Patty’s eyes rolled to the sky. Her head lifted as if shot. She frowned a bit. “No.”
Ridge lowered himself. Head on the dock. “Got people counting on me. Gotta get back.”
“We’ll get you back. Just keep talking.”
Ridge turned his head. Looked directly in her eyes. “Patty, how in hell’s name did my forehead get torn apart…by a lousy plastic bodyboard?”
“That one I can answer. Found the front part of the board in the water. Looks like it was the see-through bubble; the one you look through to see under water. It was brittle. Curved outward. Must have shattered and sliced your skin where the board hit. It’s nasty Eric. Real nasty. Stay awake. Keep pressure on it.”
Ridge pressed harder on the compress. Shut his eyes. Worked to slow his heartbeat. “Patty—how we gonna catch this bastard?”
“You nailed that huge oil company…dumping pollutants off shore.”
“With your testimony.”
“Sure. But you nailed ‘em; you can get this guy too. Before he does this to others.”

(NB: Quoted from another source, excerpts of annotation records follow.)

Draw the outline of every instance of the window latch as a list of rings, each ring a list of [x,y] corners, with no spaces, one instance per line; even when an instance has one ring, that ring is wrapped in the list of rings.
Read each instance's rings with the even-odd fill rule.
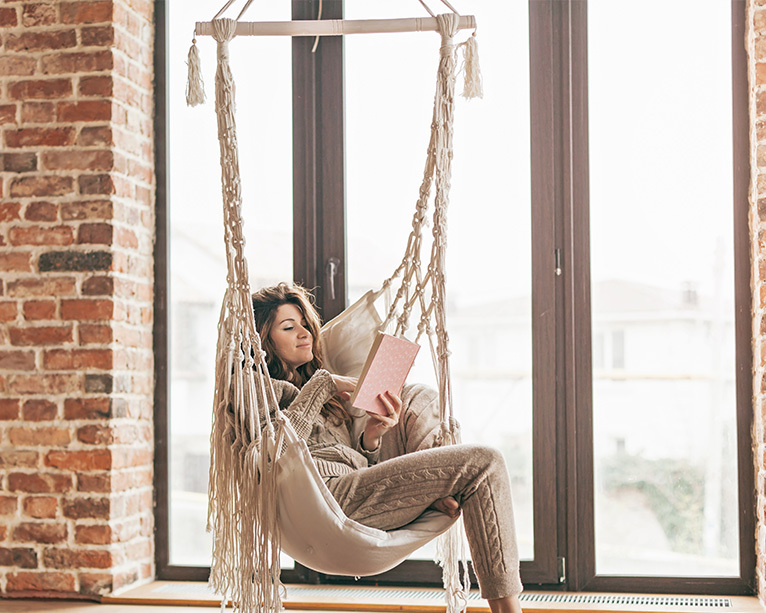
[[[327,260],[327,281],[330,285],[330,300],[335,300],[335,277],[338,274],[338,267],[340,266],[340,260],[336,257],[331,257]]]

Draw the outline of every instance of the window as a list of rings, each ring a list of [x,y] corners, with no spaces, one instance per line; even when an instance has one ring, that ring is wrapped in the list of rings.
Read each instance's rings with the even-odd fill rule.
[[[170,24],[158,44],[170,64],[160,71],[169,110],[158,101],[170,189],[158,215],[168,279],[158,275],[156,422],[158,572],[169,579],[206,576],[200,473],[225,275],[213,109],[190,111],[180,94],[192,21],[212,17],[196,2],[158,2]],[[368,4],[325,0],[323,18],[418,9]],[[457,8],[480,24],[486,97],[459,102],[456,118],[453,385],[464,437],[505,453],[522,578],[746,593],[744,2],[696,12],[682,0],[466,4]],[[313,19],[318,3],[291,8],[254,6],[247,18]],[[329,318],[393,271],[425,156],[434,38],[326,37],[314,54],[309,39],[232,44],[254,287],[316,287]],[[198,45],[210,96],[215,50],[209,38]],[[699,53],[679,50],[689,48]],[[703,71],[716,94],[704,103]],[[340,262],[334,296],[330,258]],[[439,584],[429,556],[374,580]],[[285,567],[286,580],[342,580]]]

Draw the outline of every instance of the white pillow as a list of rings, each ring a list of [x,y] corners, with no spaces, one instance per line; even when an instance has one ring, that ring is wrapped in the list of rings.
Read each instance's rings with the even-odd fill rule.
[[[375,334],[383,321],[375,308],[381,292],[368,291],[340,315],[328,321],[320,332],[324,367],[336,375],[358,377]]]

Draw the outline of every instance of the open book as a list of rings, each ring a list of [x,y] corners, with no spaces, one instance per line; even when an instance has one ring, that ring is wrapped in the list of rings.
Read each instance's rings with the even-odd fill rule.
[[[378,332],[349,401],[351,406],[370,413],[388,415],[378,394],[386,391],[401,393],[419,350],[420,345],[417,343]]]

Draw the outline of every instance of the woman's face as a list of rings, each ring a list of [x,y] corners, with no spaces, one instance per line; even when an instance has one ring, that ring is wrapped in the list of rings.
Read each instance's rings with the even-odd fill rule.
[[[269,336],[277,355],[291,368],[298,368],[314,359],[314,339],[303,313],[294,304],[283,304],[277,309]]]

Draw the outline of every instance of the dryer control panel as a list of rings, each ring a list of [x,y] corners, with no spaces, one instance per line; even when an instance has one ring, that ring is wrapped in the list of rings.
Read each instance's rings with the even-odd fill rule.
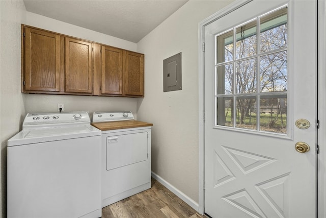
[[[109,122],[110,121],[121,121],[133,120],[131,111],[121,112],[95,112],[93,114],[93,123]]]

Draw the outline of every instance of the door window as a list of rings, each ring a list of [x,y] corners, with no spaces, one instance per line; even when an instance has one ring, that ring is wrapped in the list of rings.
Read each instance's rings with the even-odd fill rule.
[[[215,38],[215,126],[286,134],[287,8]]]

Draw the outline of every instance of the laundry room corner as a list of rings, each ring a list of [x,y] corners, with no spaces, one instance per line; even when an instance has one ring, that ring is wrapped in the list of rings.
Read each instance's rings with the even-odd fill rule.
[[[21,128],[25,95],[21,93],[20,25],[26,20],[22,1],[0,1],[0,128],[1,139],[1,207],[7,216],[7,140]],[[12,115],[14,114],[14,115]]]
[[[231,3],[189,1],[137,45],[146,57],[145,97],[138,100],[138,118],[153,124],[152,172],[197,211],[198,23]],[[163,60],[180,52],[182,90],[165,92]]]

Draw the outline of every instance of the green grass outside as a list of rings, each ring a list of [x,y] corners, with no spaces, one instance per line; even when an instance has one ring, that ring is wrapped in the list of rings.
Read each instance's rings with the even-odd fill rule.
[[[225,126],[232,126],[231,122],[231,108],[226,108],[225,109]],[[240,124],[240,119],[241,113],[237,113],[236,124],[237,127],[256,129],[256,113],[252,113],[249,116],[244,116],[243,118],[243,124]],[[283,126],[281,115],[277,116],[277,113],[271,114],[269,113],[260,113],[260,130],[269,132],[286,133],[286,114],[282,114],[283,117]]]

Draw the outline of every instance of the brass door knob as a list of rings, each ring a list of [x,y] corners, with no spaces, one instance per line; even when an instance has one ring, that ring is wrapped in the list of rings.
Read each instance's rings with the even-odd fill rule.
[[[295,143],[295,150],[298,152],[305,153],[309,151],[310,147],[307,143],[299,141]]]

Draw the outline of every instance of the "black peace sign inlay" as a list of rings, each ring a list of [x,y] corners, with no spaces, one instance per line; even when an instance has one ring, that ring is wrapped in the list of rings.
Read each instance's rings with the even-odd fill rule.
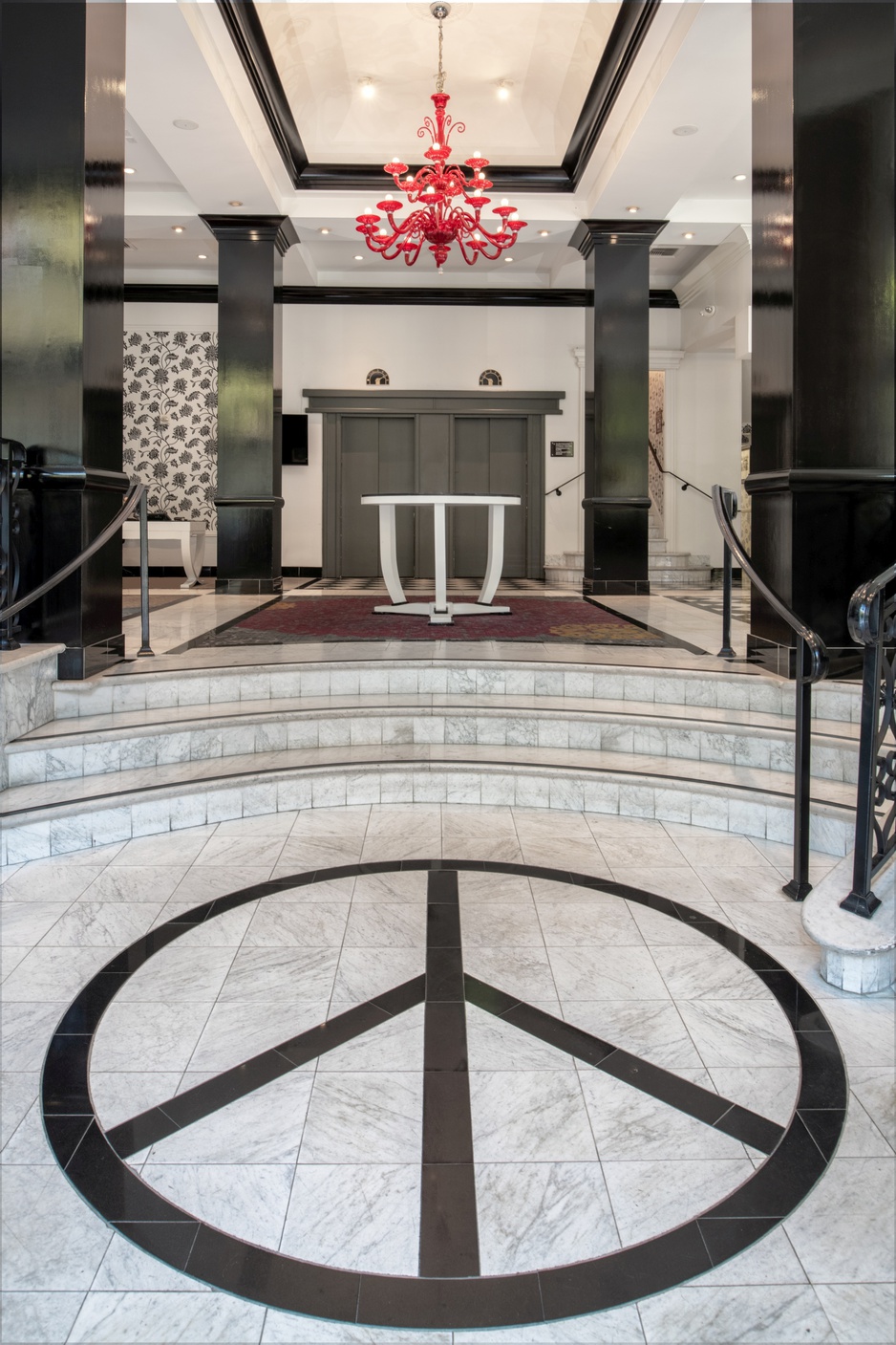
[[[334,878],[398,872],[429,874],[423,975],[103,1130],[90,1098],[90,1046],[106,1007],[153,954],[249,901]],[[793,1029],[801,1081],[790,1123],[780,1127],[465,975],[458,872],[519,874],[604,892],[680,920],[727,948],[767,986]],[[257,1247],[173,1205],[125,1161],[419,1003],[424,1005],[419,1275],[339,1270]],[[768,1158],[716,1205],[646,1241],[570,1266],[481,1275],[465,1003]],[[795,978],[743,935],[699,911],[580,873],[525,863],[414,859],[341,865],[261,882],[152,929],[113,958],[63,1015],[43,1065],[42,1104],[50,1145],[77,1190],[113,1228],[175,1270],[287,1311],[367,1326],[462,1329],[524,1325],[615,1307],[705,1274],[750,1247],[790,1215],[825,1171],[846,1118],[846,1071],[830,1025]]]

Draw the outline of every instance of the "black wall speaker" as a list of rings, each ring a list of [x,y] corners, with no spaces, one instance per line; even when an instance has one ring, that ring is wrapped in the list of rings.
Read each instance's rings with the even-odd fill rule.
[[[308,416],[283,416],[283,467],[308,467]]]

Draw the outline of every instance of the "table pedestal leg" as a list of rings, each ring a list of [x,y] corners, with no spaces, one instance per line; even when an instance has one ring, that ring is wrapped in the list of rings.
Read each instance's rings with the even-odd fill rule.
[[[386,580],[388,596],[392,599],[395,607],[402,607],[407,603],[407,599],[404,597],[404,589],[398,573],[394,504],[380,504],[380,565],[383,566],[383,578]]]
[[[504,566],[504,504],[489,504],[489,555],[477,603],[490,604]]]

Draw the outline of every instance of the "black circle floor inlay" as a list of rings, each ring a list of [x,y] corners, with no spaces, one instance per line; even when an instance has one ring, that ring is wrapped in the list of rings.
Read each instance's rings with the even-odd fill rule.
[[[153,954],[226,911],[296,886],[361,874],[427,873],[426,971],[176,1098],[103,1130],[89,1085],[99,1020]],[[463,972],[458,873],[504,873],[588,888],[680,920],[739,958],[783,1010],[799,1052],[790,1123],[746,1107],[582,1032]],[[165,1200],[126,1158],[208,1116],[377,1024],[424,1005],[420,1272],[369,1274],[314,1264],[222,1232]],[[656,1237],[568,1266],[481,1275],[466,1072],[465,1003],[500,1017],[669,1107],[724,1131],[767,1159],[712,1208]],[[117,955],[64,1013],[43,1065],[47,1138],[69,1180],[97,1213],[138,1247],[206,1284],[270,1307],[367,1326],[488,1328],[615,1307],[712,1270],[775,1228],[825,1171],[846,1118],[846,1071],[819,1006],[762,948],[677,901],[580,873],[492,861],[341,865],[261,882],[152,929]]]

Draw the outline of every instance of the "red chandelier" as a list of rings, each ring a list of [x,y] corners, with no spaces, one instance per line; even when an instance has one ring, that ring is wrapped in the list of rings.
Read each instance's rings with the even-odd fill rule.
[[[418,174],[411,174],[407,164],[395,157],[383,168],[399,191],[406,194],[408,204],[418,208],[411,210],[404,219],[398,219],[402,202],[390,192],[376,204],[376,210],[386,215],[386,225],[380,223],[383,217],[373,210],[357,217],[357,231],[364,234],[371,252],[380,253],[387,261],[404,257],[404,264],[412,266],[420,256],[423,243],[429,243],[439,270],[451,250],[451,243],[458,245],[463,261],[467,266],[473,266],[480,257],[494,261],[513,245],[519,231],[525,229],[525,221],[516,218],[516,206],[510,206],[506,200],[493,211],[501,222],[500,229],[489,231],[482,223],[482,210],[492,204],[485,195],[492,183],[485,176],[489,160],[480,157],[478,149],[472,159],[465,160],[470,169],[469,178],[457,164],[449,164],[451,129],[458,133],[466,130],[462,121],[453,122],[445,110],[449,95],[443,91],[442,20],[447,17],[450,8],[447,4],[430,7],[433,16],[439,22],[439,70],[435,77],[437,91],[431,95],[435,121],[426,117],[416,132],[420,139],[431,137],[433,144],[423,151],[423,157],[429,159],[430,164]]]

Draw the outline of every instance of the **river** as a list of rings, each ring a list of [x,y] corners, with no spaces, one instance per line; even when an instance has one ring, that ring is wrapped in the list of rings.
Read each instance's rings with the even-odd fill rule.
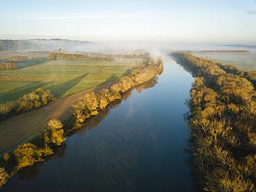
[[[4,191],[193,191],[183,115],[192,75],[169,57],[152,87],[134,90]]]

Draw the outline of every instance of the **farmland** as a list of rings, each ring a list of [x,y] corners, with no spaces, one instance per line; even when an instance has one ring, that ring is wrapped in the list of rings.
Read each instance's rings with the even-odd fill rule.
[[[12,55],[1,54],[0,58]],[[62,98],[116,80],[141,61],[118,58],[111,61],[48,61],[44,57],[46,52],[18,55],[27,56],[29,59],[17,62],[16,70],[0,71],[0,104],[17,99],[38,88],[49,89],[57,98]]]

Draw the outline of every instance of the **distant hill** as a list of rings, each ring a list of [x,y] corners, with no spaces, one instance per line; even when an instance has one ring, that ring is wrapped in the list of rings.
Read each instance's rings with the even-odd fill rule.
[[[256,48],[256,45],[255,44],[226,44],[226,45],[219,45],[221,46],[228,46],[228,47],[235,47],[238,48]]]
[[[50,51],[59,48],[66,51],[73,51],[91,44],[86,41],[62,39],[0,39],[0,51]]]

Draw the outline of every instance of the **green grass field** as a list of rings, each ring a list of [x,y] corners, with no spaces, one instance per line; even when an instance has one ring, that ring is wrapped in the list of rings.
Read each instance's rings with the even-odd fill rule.
[[[63,97],[117,79],[140,63],[138,59],[116,58],[113,61],[42,59],[18,62],[17,70],[0,70],[0,103],[17,99],[41,87],[50,89],[57,98]]]

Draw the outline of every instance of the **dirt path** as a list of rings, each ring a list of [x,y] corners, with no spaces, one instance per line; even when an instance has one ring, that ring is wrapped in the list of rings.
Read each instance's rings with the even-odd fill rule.
[[[109,88],[113,83],[113,81],[105,82],[98,86],[85,89],[58,99],[44,107],[1,122],[0,156],[38,135],[50,119],[53,118],[62,119],[71,115],[71,106],[85,93]]]

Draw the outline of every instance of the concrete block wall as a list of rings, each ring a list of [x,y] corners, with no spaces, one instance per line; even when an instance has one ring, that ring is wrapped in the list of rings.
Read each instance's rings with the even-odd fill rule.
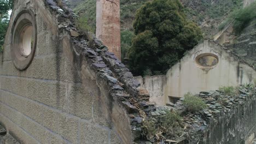
[[[31,64],[20,71],[10,56],[11,28],[25,8],[36,15],[38,40]],[[0,123],[21,143],[120,143],[103,114],[100,88],[82,80],[47,9],[43,0],[15,1],[0,54]]]

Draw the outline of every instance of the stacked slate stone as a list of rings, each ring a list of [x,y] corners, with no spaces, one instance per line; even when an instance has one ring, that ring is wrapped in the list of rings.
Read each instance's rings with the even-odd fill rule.
[[[177,129],[183,129],[183,134],[182,134],[182,136],[176,135],[174,136],[175,138],[172,137],[171,139],[173,142],[178,143],[187,143],[185,141],[188,137],[185,136],[196,135],[196,134],[200,133],[202,134],[210,123],[214,123],[215,120],[222,116],[231,112],[236,106],[243,105],[245,102],[251,99],[252,97],[255,97],[255,94],[256,87],[249,85],[240,86],[237,89],[237,93],[234,95],[228,95],[224,92],[219,90],[201,92],[197,96],[202,98],[207,105],[205,109],[194,113],[188,112],[183,104],[184,98],[181,98],[175,104],[168,103],[166,106],[156,107],[155,111],[151,112],[150,115],[155,118],[160,117],[165,115],[166,111],[176,111],[180,113],[183,118],[182,125],[184,127]],[[165,138],[168,140],[170,137]],[[191,139],[190,142],[193,140],[193,139],[196,141],[199,137],[194,137]],[[153,143],[152,141],[148,141],[147,142]]]
[[[139,82],[100,40],[92,34],[89,40],[88,35],[80,32],[74,25],[74,20],[78,16],[67,7],[65,1],[62,1],[61,5],[58,5],[57,1],[46,0],[46,2],[56,14],[59,32],[71,36],[73,47],[80,56],[78,59],[74,60],[77,67],[79,67],[81,59],[85,57],[88,64],[91,65],[95,74],[101,77],[97,80],[107,83],[112,98],[120,101],[129,114],[133,140],[140,139],[142,119],[150,116],[152,111],[155,110],[154,105],[149,102],[148,92],[138,88]]]

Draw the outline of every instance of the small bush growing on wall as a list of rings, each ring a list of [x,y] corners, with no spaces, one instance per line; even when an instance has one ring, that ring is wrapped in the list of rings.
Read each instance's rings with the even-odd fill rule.
[[[223,92],[225,94],[229,96],[234,96],[237,93],[237,90],[234,87],[220,87],[219,90]]]
[[[89,46],[92,43],[93,39],[93,29],[88,25],[87,18],[85,16],[80,16],[77,18],[75,21],[75,25],[77,28],[83,35],[86,35],[87,39],[89,42]]]
[[[168,129],[178,125],[182,121],[182,117],[174,112],[166,111],[166,114],[161,118],[161,125]]]
[[[152,119],[143,121],[142,125],[142,134],[148,139],[152,139],[157,131],[156,126],[155,122]]]
[[[189,112],[194,113],[207,107],[202,98],[193,95],[190,92],[187,93],[184,97],[183,104]]]

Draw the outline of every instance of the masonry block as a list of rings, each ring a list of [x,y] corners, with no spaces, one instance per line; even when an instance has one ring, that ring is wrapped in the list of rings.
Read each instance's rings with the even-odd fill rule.
[[[81,143],[108,143],[108,131],[106,129],[81,122],[80,140]]]

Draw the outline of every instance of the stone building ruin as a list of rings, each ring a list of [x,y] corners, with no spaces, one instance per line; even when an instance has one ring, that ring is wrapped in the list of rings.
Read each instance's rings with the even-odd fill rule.
[[[102,6],[100,1],[97,6]],[[97,16],[100,20],[102,15]],[[108,51],[112,46],[80,33],[74,22],[76,17],[61,1],[15,1],[0,54],[0,143],[153,143],[142,137],[143,121],[156,118],[159,112],[164,115],[165,109],[182,110],[182,105],[158,107],[150,102],[152,91],[148,92],[145,83],[139,87],[118,55]],[[117,30],[114,33],[118,33],[118,24],[112,26]],[[102,31],[97,36],[102,38],[99,35],[107,32]],[[203,49],[210,51],[197,53],[204,46],[211,47]],[[255,70],[229,55],[206,41],[169,74],[183,67],[185,70],[186,66],[179,65],[189,62],[200,70],[207,67],[203,73],[211,73],[219,70],[223,63],[239,68],[230,74],[235,75],[231,83],[251,81]],[[165,76],[154,79],[162,79],[159,81],[162,86],[174,81]],[[162,91],[155,91],[159,94],[165,92],[162,86],[159,86]],[[256,133],[256,92],[252,88],[240,91],[242,96],[223,96],[229,102],[222,106],[213,100],[222,93],[205,92],[201,95],[207,104],[217,108],[193,116],[195,120],[185,122],[189,128],[184,131],[193,134],[190,137],[195,136],[200,143],[250,143]],[[188,143],[185,136],[174,137],[174,143]]]
[[[221,86],[254,83],[255,68],[214,41],[199,44],[165,75],[136,77],[158,105],[174,103],[188,92],[214,91]]]

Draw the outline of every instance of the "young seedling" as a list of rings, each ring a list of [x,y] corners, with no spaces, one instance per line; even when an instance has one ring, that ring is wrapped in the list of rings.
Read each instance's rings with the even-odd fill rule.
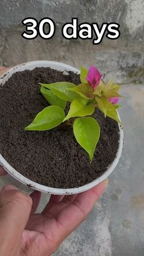
[[[104,83],[102,75],[95,67],[88,71],[83,67],[81,70],[81,84],[59,82],[40,84],[41,93],[51,104],[39,112],[27,127],[29,131],[46,131],[57,126],[63,122],[72,125],[77,142],[88,153],[92,161],[100,136],[98,123],[91,115],[98,108],[104,116],[121,123],[117,109],[120,86],[112,81]],[[70,110],[65,116],[67,102],[71,102]]]

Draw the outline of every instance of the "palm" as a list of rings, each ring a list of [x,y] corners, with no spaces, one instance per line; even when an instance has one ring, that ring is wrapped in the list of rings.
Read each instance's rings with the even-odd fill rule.
[[[87,218],[106,184],[79,195],[52,196],[41,214],[32,214],[23,232],[21,255],[48,256]]]
[[[57,233],[57,221],[54,218],[51,219],[45,214],[31,216],[22,236],[21,249],[24,255],[47,256],[48,251],[51,254],[56,249]]]

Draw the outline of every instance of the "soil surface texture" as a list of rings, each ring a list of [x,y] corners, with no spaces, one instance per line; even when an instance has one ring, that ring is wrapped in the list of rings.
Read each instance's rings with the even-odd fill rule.
[[[92,163],[77,143],[71,126],[46,131],[24,128],[48,103],[38,82],[70,81],[79,84],[79,76],[50,68],[17,72],[0,85],[0,153],[23,175],[53,188],[84,185],[101,175],[115,158],[119,142],[117,123],[96,109],[93,117],[101,136]]]

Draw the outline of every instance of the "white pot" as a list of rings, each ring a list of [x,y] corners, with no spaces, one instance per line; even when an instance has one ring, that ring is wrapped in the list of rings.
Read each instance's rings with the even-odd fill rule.
[[[28,70],[32,70],[35,68],[36,67],[49,67],[52,68],[54,68],[56,70],[64,71],[67,70],[71,70],[74,72],[77,72],[79,73],[79,70],[77,69],[69,66],[67,64],[63,64],[62,63],[56,62],[53,61],[46,61],[46,60],[39,60],[39,61],[33,61],[31,62],[27,62],[26,64],[19,65],[14,68],[11,68],[7,72],[6,72],[4,75],[2,76],[0,78],[0,84],[4,84],[5,81],[15,72],[23,71],[26,69]],[[109,166],[107,170],[103,174],[101,177],[96,178],[96,180],[93,180],[93,181],[90,182],[88,184],[87,184],[84,186],[82,186],[79,188],[70,188],[70,189],[62,189],[62,188],[50,188],[46,186],[41,185],[38,183],[32,181],[31,180],[26,178],[25,177],[23,176],[19,172],[18,172],[14,168],[11,166],[9,163],[6,161],[6,160],[2,157],[2,156],[0,154],[0,165],[2,166],[6,170],[6,171],[9,174],[9,175],[12,177],[13,178],[12,180],[9,180],[12,183],[13,183],[13,180],[16,180],[19,181],[19,183],[23,183],[26,186],[27,188],[31,187],[32,189],[34,190],[38,190],[39,191],[45,192],[45,193],[50,193],[52,194],[57,194],[57,195],[63,195],[63,194],[77,194],[87,190],[90,189],[90,188],[94,187],[95,186],[97,185],[100,182],[103,181],[103,180],[106,180],[110,174],[114,170],[115,167],[117,166],[120,158],[121,157],[121,155],[122,153],[123,150],[123,128],[121,125],[119,125],[120,128],[120,141],[119,141],[119,147],[117,154],[116,157],[113,161],[113,163]],[[16,180],[15,180],[16,181]]]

Ridge forced his eyelids up, about halfway. Looking through lashes at Patty, he smiled a bit and mumbled, “Hope so. Gotta remember. Tough never quits.”
Struggling with the urge to shut his eyes, things got dark, murky. Murkier. He thought about family. Friends. Then, in what seemed seconds, he gazed over at Patty’s hazy outline. She was standing now. Looking towards the parking lot.
“Eric—the paramedic truck! Thank God. You’re pale, so pale. Stay with me.”